O, also, the wool NEEDS to be 20oz or MORE - any thinner and you will look wrinkly and cheap and crappy even if you spent a fortune.
06-03-2010, 06:49 AM
I'mma wearin' a poly-satin long sleeved ball gown. In Kansas. In Effin' July. I feel for ya, my friend.
I second the swatches; you have a fair amount of time to check out a few fabrics. And if you end up with wool, prescription strength deoderant and plastic ice packs are your friiiend.
07-17-2010, 11:51 AM
Unfortunately, the best and coolest (temp-wise) option for those jackets is going to be wool. Handy ways to keep cool are by drinking lots of water, keeping the jacket unbuttoned, and by soaking whatever neckwear you've got periodically. (It works, really. A damp cravat will keep you quite comfortable in hot weather, and will make you very uncomfortable in cold weather.)
That said, you don't have to spend $20-30 a yard. I recommend this site (http://www.fashionfabricsclub.com/search/search.aspx?source=searchbox&keywords=wool+coating). They offer swatches, so you can see what you're getting before shelling out for a whole big piece.
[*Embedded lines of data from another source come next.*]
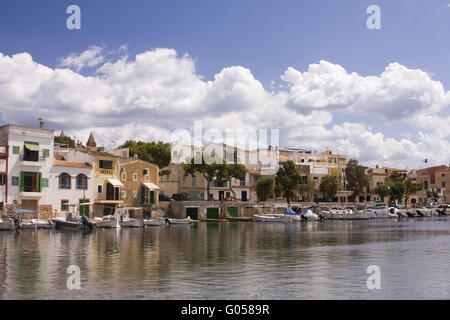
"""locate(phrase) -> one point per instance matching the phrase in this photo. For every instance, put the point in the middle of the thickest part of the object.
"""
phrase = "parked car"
(163, 197)
(179, 197)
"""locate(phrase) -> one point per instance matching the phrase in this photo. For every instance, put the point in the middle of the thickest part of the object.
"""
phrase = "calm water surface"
(239, 260)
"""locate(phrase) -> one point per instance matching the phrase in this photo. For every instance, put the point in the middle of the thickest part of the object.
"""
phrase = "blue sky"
(266, 37)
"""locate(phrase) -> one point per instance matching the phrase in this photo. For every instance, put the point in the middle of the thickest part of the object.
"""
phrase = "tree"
(307, 189)
(356, 178)
(65, 140)
(265, 188)
(329, 186)
(203, 165)
(287, 180)
(382, 190)
(155, 152)
(228, 171)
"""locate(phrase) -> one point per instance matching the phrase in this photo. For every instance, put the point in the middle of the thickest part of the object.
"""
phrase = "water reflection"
(236, 260)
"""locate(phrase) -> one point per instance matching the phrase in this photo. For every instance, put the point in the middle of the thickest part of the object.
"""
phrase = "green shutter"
(142, 194)
(22, 181)
(40, 182)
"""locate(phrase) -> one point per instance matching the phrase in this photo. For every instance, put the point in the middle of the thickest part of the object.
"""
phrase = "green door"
(212, 213)
(233, 211)
(84, 209)
(152, 196)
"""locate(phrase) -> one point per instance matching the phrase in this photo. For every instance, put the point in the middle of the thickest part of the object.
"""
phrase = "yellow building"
(140, 181)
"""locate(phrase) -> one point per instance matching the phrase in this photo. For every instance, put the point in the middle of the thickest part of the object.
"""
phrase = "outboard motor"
(86, 222)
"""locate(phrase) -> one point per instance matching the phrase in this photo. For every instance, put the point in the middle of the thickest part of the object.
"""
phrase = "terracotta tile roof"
(62, 163)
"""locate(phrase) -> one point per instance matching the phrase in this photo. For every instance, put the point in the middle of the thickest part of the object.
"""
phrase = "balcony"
(35, 161)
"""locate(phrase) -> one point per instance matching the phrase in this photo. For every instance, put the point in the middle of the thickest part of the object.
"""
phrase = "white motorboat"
(152, 222)
(63, 224)
(188, 220)
(7, 225)
(311, 216)
(109, 221)
(125, 221)
(269, 218)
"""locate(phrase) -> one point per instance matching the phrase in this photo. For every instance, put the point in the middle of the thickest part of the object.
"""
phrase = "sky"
(142, 69)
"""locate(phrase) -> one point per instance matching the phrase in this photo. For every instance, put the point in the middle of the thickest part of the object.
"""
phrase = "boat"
(7, 225)
(152, 222)
(188, 220)
(28, 225)
(346, 214)
(310, 216)
(125, 221)
(63, 224)
(108, 221)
Edit: For the peacoat you might be able to get away with heavy canvas and interfacing. It'll still be warm though.
07-17-2010, 06:42 PM
For serious wool coating I'd actually recommend this site (http://www.bblackandsons.com/index.php) (B. Black & Sons). Not bargain-basement stuff, but not as expensive as you might think, and the quality is outstanding. They have lots of melton (the most traditional and accurate cold-weather coating) and also a super variety of other woolens too, if you choose to go with something lighter after all.
The best thing that I can suggest is to just look at fabric and find something that feels and looks good to you.